# Cost of food?



## Bsingapore

Hi Guys,

Just wondering if you could give me a rough figure on how much people spend on groceries in SIngapore. I am a single girl. I don't drink or smoke, and will not be eating out. I would try and do my own cooking as much as possible. 

Can anyone give me a basic figure a month how much food/groceries cost?

Bernadette


----------



## BBCWatcher

What sort of things do you like to eat? In particular, do you readily adapt to local, affordable ingredients?

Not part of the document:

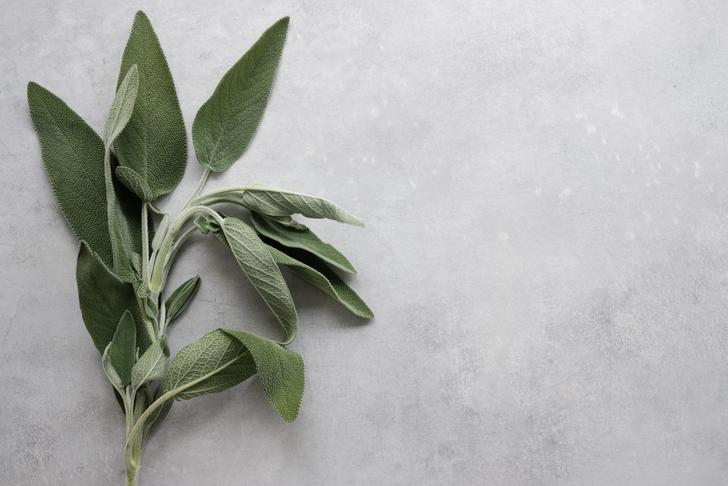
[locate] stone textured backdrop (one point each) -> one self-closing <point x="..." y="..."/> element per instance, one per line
<point x="547" y="249"/>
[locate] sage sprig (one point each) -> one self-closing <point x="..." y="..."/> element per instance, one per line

If you're adaptable, food can be rather inexpensive in Singapore. If you aren't, the cost of food can be almost unbounded.


----------



## Bsingapore

I think I am a mixture of both to be honest. By local ingredients, I love curries etc and trying new food. I would like to cook myself to be honest rather than rely on hawker centres all the time.


----------



## beppi

In Singapore, cooking (especially for just a single person) costs more than eating out at hawker centres - and you also have to do the cleaning.
When I was staying alone, I thus only cooked when I had guests (and then only dishes that you can't easily get in restaurants).
I think S$20/day is sufficient for food, if you are frugal. If you need special ethnic food (especially European foodstuff is expensive!) or frequent restaurants, you will need more.


----------



## BBCWatcher

beppi said:


> In Singapore, cooking (especially for just a single person) costs more than eating out at hawker centres....


That's at least a bit overgeneralized. It depends on what you eat.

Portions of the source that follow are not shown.